Por su alto simbolismo, algunas de las medidas habrían requerido un poco más de cuidado: así, la desaparición de festividades religiosas, como la Semana Santa, y la liberalización de los cementerios. En cualquier caso, eran los elementos previsibles en un programa de reforma y democratización de España. Como tal fueron acogidas por una Iglesia que, en general, y salvo brotes integristas como el protagonizado por el cardenal Segura, se manifestó con prudencia ante el nuevo régimen. El acuerdo reservado al que llegaron el Gobierno y la Iglesia, en septiembre de 1931, empezaba a sentar las nuevas bases de la convivencia.

Todo se vino abajo con la discusión de la Constitución en el otoño de 1931, cuando quedó claro que los diputados, en representación de la nueva élite política, se habían tomado en serio el programa revolucionario enunciado para el advenimiento de la Segunda República. El planteamiento de la mayoría parlamentaria llevaba, efectivamente, a un cambio de fondo. La Constitución no contemplaba ningún estatuto específico para la Iglesia y quedaban suprimidas todas las órdenes religiosas. La Segunda República volvía a los tiempos del progresismo furibundo de hacía un siglo y hacía de la cuestión religiosa la piedra de toque del régimen.

Revolución anticlerical

Azaña sorteó el atolladero con una propuesta menos radical. Sólo se suprimirían los jesuitas –un clásico desde Carlos III–, aunque se prohibía ejercer la enseñanza a las demás órdenes.

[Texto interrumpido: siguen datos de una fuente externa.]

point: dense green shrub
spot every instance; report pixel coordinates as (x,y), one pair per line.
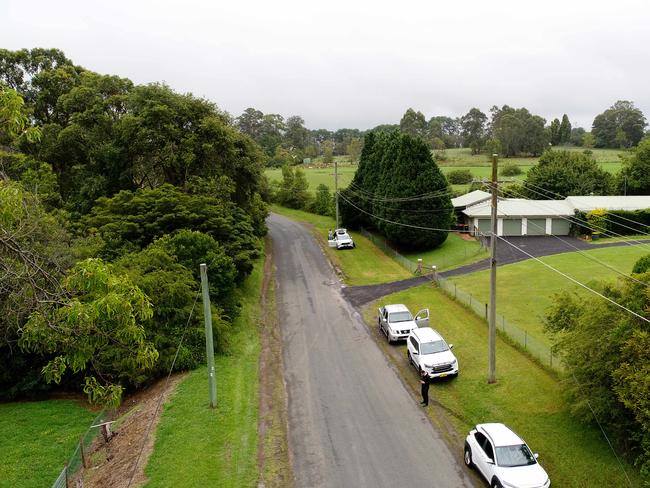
(460,177)
(510,169)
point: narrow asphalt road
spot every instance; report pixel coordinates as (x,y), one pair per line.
(352,422)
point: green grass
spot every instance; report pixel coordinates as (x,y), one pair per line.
(525,397)
(197,446)
(363,265)
(454,252)
(38,438)
(525,289)
(459,158)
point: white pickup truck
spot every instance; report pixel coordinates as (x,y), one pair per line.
(396,322)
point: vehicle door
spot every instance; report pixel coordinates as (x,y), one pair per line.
(484,458)
(422,318)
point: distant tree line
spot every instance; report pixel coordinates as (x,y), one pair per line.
(111,195)
(507,131)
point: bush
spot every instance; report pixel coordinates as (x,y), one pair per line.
(642,265)
(460,177)
(510,169)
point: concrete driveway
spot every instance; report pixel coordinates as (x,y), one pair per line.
(352,423)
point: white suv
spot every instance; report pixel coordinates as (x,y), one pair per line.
(428,351)
(503,458)
(396,322)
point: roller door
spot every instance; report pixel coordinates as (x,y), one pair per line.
(511,227)
(560,227)
(536,227)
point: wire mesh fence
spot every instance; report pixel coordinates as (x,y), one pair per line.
(539,350)
(80,456)
(520,337)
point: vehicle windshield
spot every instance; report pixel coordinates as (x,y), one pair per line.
(400,317)
(433,347)
(511,456)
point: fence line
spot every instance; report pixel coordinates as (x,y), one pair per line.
(539,350)
(83,449)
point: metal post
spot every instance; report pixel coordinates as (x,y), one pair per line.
(336,190)
(492,342)
(209,344)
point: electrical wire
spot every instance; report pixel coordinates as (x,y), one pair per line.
(162,393)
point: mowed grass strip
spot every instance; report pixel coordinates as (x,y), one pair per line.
(525,290)
(196,446)
(364,265)
(38,438)
(526,397)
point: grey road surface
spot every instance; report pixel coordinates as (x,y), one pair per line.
(351,421)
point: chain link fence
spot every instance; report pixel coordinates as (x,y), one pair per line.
(530,344)
(80,458)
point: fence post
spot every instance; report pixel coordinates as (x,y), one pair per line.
(84,462)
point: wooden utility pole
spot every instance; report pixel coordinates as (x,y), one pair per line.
(336,190)
(209,343)
(492,341)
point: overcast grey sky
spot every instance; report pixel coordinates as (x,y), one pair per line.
(358,63)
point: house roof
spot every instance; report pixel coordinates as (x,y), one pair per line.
(620,202)
(519,207)
(470,198)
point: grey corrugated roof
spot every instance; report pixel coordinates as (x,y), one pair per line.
(470,198)
(617,202)
(522,208)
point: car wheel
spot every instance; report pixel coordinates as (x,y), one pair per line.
(468,457)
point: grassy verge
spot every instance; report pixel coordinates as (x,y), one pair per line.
(454,252)
(38,438)
(526,397)
(526,305)
(363,265)
(197,446)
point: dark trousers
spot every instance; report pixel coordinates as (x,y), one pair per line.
(425,392)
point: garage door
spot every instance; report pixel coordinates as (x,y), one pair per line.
(560,227)
(536,227)
(511,227)
(484,226)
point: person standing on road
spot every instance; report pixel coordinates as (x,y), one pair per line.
(425,381)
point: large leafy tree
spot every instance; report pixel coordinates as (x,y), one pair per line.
(473,129)
(606,349)
(621,125)
(634,178)
(98,332)
(566,173)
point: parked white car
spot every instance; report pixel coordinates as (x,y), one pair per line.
(428,351)
(342,239)
(503,458)
(396,322)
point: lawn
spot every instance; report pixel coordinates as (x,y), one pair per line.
(525,289)
(364,265)
(454,252)
(197,446)
(525,397)
(460,158)
(38,438)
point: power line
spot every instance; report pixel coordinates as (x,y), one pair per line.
(171,368)
(570,278)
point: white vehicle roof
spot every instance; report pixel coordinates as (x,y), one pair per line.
(426,334)
(396,307)
(500,434)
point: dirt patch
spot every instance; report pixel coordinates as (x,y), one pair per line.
(273,460)
(112,463)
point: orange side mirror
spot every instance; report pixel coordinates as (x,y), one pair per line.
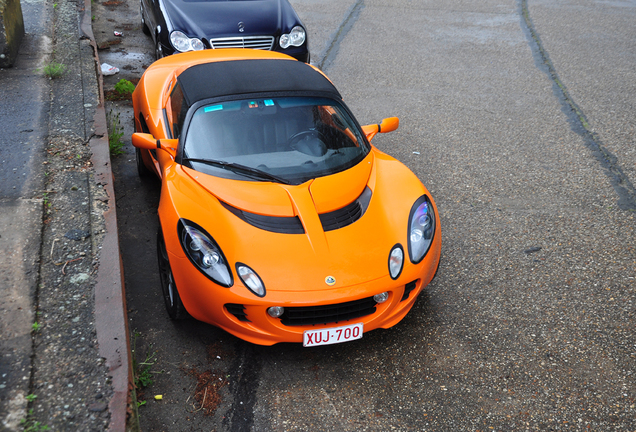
(388,125)
(148,142)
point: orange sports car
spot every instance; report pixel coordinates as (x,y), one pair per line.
(279,221)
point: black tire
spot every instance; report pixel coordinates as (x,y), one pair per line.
(158,49)
(144,25)
(169,290)
(142,169)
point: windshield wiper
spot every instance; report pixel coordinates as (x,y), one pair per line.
(254,173)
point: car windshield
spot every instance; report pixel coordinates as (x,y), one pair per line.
(290,138)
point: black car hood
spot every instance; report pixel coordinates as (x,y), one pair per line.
(207,19)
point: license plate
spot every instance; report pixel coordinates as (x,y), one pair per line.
(332,335)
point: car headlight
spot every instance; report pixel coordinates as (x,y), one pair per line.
(204,253)
(396,261)
(421,229)
(251,280)
(294,38)
(183,43)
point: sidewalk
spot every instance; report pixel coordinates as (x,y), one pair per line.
(71,369)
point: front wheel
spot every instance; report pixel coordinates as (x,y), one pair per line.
(171,297)
(142,169)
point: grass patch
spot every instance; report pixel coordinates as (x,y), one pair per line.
(115,134)
(142,370)
(122,91)
(30,425)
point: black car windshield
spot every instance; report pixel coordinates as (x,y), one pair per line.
(292,138)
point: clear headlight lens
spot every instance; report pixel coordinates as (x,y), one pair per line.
(381,298)
(276,311)
(396,261)
(251,280)
(294,38)
(183,43)
(204,253)
(421,229)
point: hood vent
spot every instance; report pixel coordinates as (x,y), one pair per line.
(277,224)
(348,214)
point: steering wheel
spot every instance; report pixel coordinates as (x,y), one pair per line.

Se instauraba una medida esencialmente antiliberal, pero lo importante no era la libertad, sino el desalojo del catolicismo y de la Iglesia católica de la sociedad española: era una cuestión de «salud pública». La medida tuvo un enorme coste político y otro práctico, porque el Gobierno no tenía medios para suplir la enseñanza religiosa. Se recurrió al voluntarismo y a la ideología, con la exaltación de la escuela única y laica. La Ley de Congregaciones Religiosas, desarrollo del artículo 26 de la Constitución, puso a la Iglesia católica bajo la tutela del Gobierno. Acabó por hacer casi imposible cualquier diálogo. También contribuyó a que la derecha, de enorme influencia en la opinión pública, se negara a aceptar una Constitución que consideraba excluyente.

Es muy posible que la Iglesia católica española no estuviera a la altura de los tiempos en algunas cuestiones, como la doctrinal. En otras lo estaba de sobra, y así lo demuestran los avances educativos y pedagógicos, la capacidad de movilización social, la creación de instrumentos de comunicación de masas y la aparición de iniciativas tan modernas como el Opus Dei. Eran elementos democratizadores, pero quedaron sin desarrollar, en parte por el empeño de la izquierda en resucitar la cuestión religiosa, ajustar las cuentas con su propio pasado y dotarse de un pedigrí revolucionario. (Azaña escribía «rrrrrrevolucionario», con muchas erres).

Herrera Oria se adaptó al régimen
El catolicisimo español adoptó dos actitudes ante la llegada de la República. Ángel Herrera Oria, que había fundado el periódico «El Debate» en 1911, fue el representante del bando más moderado, actuando dentro de las posibilidades que le ofrecía el nuevo régimen. Adopta el accidentalismo, es decir, que la Iglesia es eterna y las formas de gobierno, en cambio, son temporales. Por tanto, se aceptaban las reglas de juego y a través de Acción Popular intentó participar en las Cortes Constituyentes, pero no lo logró. Antes de que comience la guerra, se marcha a Friburgo, Suiza, donde se ordena sacerdote en 1940. Tres años después regresa a España.